Rating for Vaping: The Jalopy Theater
This review is part of an ongoing series on electronic cigarettes and vaping. It rates how vape friendly a particular venue is. The views expressed are purely the opinion of the author, and do not represent those of Bedford Slims. Feedback is welcome. Please email dylan@bedfordslims.com if you have an e-cigarette experience worth sharing.
At this point I've reviewed a few different Brooklyn venues for how friendly they are to vaping. The New York City Council banned all indoor vape use in 2013, so this has really come down to three questions: 1) Is there a backyard? 2) How easy is it to sneak a few pulls on an e-cig during a show? and 3) Do the employees even give a shit what the law says?
But of all the venues I've been to, none has felt like a more unfit place for vaping than the Jalopy Theater in Red Hook - for none of the reasons listed above. Rather, the place is a portal to a different era. The stage has like an old-timey feel, with a single microphone and a red curtain backdrop. The seats are mostly pews, and the music is mostly folk and bluegrass. Whipping out an electronic cigarette in that environment would feel completely out of place. The overt display of technology would clash with the show, like Hamlet checking his watch onstage in the middle of a Shakespeare play. Sure he might be able to tell if his time really was out of joint, but the spell of the performance would be broken for all.

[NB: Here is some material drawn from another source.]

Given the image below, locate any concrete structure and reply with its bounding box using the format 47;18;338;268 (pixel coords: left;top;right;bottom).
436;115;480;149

There are those who would find the Jalopy Theater's rustic atmosphere to be hipstery and annoying, but I found it endearing. Unlike, say, Skinny Dennis in Williamsburg, this isn't a profit-driven bar that's disguised as a honky-tonk dive in order to attract certain deep-pocketed patrons looking for a specific scene. The purveyors at Jalopy seem to be genuinely trying to create a space for Traditional American music in Brooklyn, which is no easy feat given that the genre has fallen a little out of fashion, and that NYC rents can be impossible for even the most successful venues to keep up with. Yet the show I went to had no cover at the door (on a Wednesday, but still). Instead they were running a "baskethouse" similar to the old Greenwich Village folk theaters, where a basket is passed around after each act, in the same spirit as busking.
I was there to see my friend Ian Link, who used to live in New York but is currently based out of Nashville. I've always really liked Ian's sound. He's got a woeful baritone matched with adroit guitar picking reminiscent of Doc Watson or Leo Kottke. This video is probably the best representation of what he sounds like live.
A fair number of my friends like to dabble in music, and Ian was always a guy I thought would go onto wider success. I find his music to be captivating. But he's also not particularly ambitious, which is an interesting and welcome quality nowadays. Pretty much anyone who makes music also has plan on how to market it. I'm not intimately familiar with everything that's happened in his career, but Ian has always struck me as a person who is reluctant to push himself out there on the market in any way. That isn't necessarily meant as praise, just an observation.
Because of this quality, Ian fits in well at the Jalopy. The venue has a lot of authenticity, and it's not trying to be what it's not. None of the performers there appeared to be putting on airs, they just loved folk. Acts like Lydia Sylvia Martin, Matt Foster, and Spirit Family Reunion played top notch sets that exuded a real passion. It felt like they cared more about the music's quality than its marketability.
So if you're looking for a high quality traditional / folk / bluegrass show in a time machine of a venue, I recommend Jalopy. The theater is one of the best of its kind I've seen in Brooklyn. But when it comes to vaping, you'd feel more at home there blacking out on moonshine than puffing on an e-cigarette. A show at Jalopy just isn't really the time or place to vape.